I have also spent time in Santiago’s most revered and acclaimed university, the Pontifical Catholic University of Chile, working on the ambitious collaborative projects that are under way with my home institution in Notre Dame. “La Católica” is big, old and blessed with stolid grandeur, but resembles Los Andes in its air of well-used wealth, cumulative success and unwavering academic focus.

Most of the rest of Chilean higher education, however, is in serious trouble. I discovered the depths of the problems when my kind hosts planned a daunting programme of visits to museums, churches and historic sites. The scheme had to be abandoned because tens of thousands of other institutions’ students were demonstrating downtown, juggling low-level violence with the police. In the state-run flagship University of Chile, occupied classrooms were defaced by graffiti, loud with outrage. The contrast with the beauty and tranquillity of La Católica and Los Andes could hardly be greater.

Money is the root of the students’ grievance. Relative to gross national product per capita, Chile is the world’s most expensive country in which to be a student. The average ticket price of more than $4,000 (£2,600) a year is only a few hundred dollars short of the official minimum wage. Los Andes and La Católica provide generous scholarships from their own resources, but publicly funded grants cover only 18 per cent of the total cost of university courses nationwide. Legislation limits interest rates on student loans, and the government acts as guarantor in deserving cases: about half the national student body qualifies for this form of help. But the guarantees kick in only after serious hardship. The political connotations of the present situation exacerbate feelings: in Chile the right to university education was guaranteed free of charge to qualified candidates until the Pinochet regime abolished it.

Yet while the prices have risen, demand has risen more. Another of the protesters’ grievances is the proliferation of “universidades de lucro” – private, for-profit set-ups. The latest of these – the Bernardo O’Higgins University, whose critics denounce it as a pinochetista enterprise – was denied accreditation by the responsible quango, the National Accreditation Committee, but the government overturned the decision on appeal.

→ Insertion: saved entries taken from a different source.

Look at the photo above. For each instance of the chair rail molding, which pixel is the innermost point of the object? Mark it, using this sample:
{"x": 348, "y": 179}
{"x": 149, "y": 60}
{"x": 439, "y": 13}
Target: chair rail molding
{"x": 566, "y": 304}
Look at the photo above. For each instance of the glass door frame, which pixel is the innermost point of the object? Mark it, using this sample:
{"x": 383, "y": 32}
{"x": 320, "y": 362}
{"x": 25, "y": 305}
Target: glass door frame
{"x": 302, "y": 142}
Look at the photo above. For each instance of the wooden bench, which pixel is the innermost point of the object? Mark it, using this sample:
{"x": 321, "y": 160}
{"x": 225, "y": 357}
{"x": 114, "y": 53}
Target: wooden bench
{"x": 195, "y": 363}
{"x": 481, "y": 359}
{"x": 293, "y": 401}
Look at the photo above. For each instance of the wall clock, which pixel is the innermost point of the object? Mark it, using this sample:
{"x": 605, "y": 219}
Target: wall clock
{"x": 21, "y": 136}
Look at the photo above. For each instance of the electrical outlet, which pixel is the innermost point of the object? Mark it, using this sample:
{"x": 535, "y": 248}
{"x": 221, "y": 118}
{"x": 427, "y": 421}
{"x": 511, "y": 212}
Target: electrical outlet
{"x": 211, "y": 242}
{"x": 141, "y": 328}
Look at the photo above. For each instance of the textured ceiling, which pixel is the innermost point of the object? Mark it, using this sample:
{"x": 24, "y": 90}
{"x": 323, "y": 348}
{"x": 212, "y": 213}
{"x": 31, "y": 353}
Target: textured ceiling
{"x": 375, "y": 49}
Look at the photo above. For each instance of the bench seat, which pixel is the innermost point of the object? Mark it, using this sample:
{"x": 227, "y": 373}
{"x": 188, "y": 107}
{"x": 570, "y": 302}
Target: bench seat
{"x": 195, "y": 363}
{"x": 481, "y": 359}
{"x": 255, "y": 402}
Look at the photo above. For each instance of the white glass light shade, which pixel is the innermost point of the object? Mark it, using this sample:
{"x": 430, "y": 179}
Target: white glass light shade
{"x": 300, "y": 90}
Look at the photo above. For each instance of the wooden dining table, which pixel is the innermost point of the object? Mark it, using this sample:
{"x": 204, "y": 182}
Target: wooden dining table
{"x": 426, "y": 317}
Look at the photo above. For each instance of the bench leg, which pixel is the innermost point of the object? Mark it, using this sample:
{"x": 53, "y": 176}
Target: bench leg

The main political opposition – a Left and Centre coalition under former president Michelle Bachelet – has endorsed the students’ demands for a return to free universal provision. The main trade union organisation, the Workers’ United Centre, collaborates in the demonstrations. But Chileans justly congratulate themselves on having the best-educated population in Latin America and an economy that has sustained uninterrupted growth through every global crisis. Investment in universities has matched rising prices. By common acclaim, La Católica is Latin America’s leading place of learning. Free enterprise has worked: Chicago economics has done more for Chile than for Chicago. About 900,000 Chileans are in higher education, and it would be impractical for the state to pick up the bill for all of them. The common-sense solution – a sliding scale of means-adjusted costs – commands most support. Yet the enragés’ indignation is inextinguishable.

Now dawn is seeping through the smog; the city is stretching out of sleep; the mountains are heaving back into sight. I have a contented yet uncomplacent class to teach. But the serenity that surrounds me on the campus of Los Andes will remain unattainable downtown for a long time.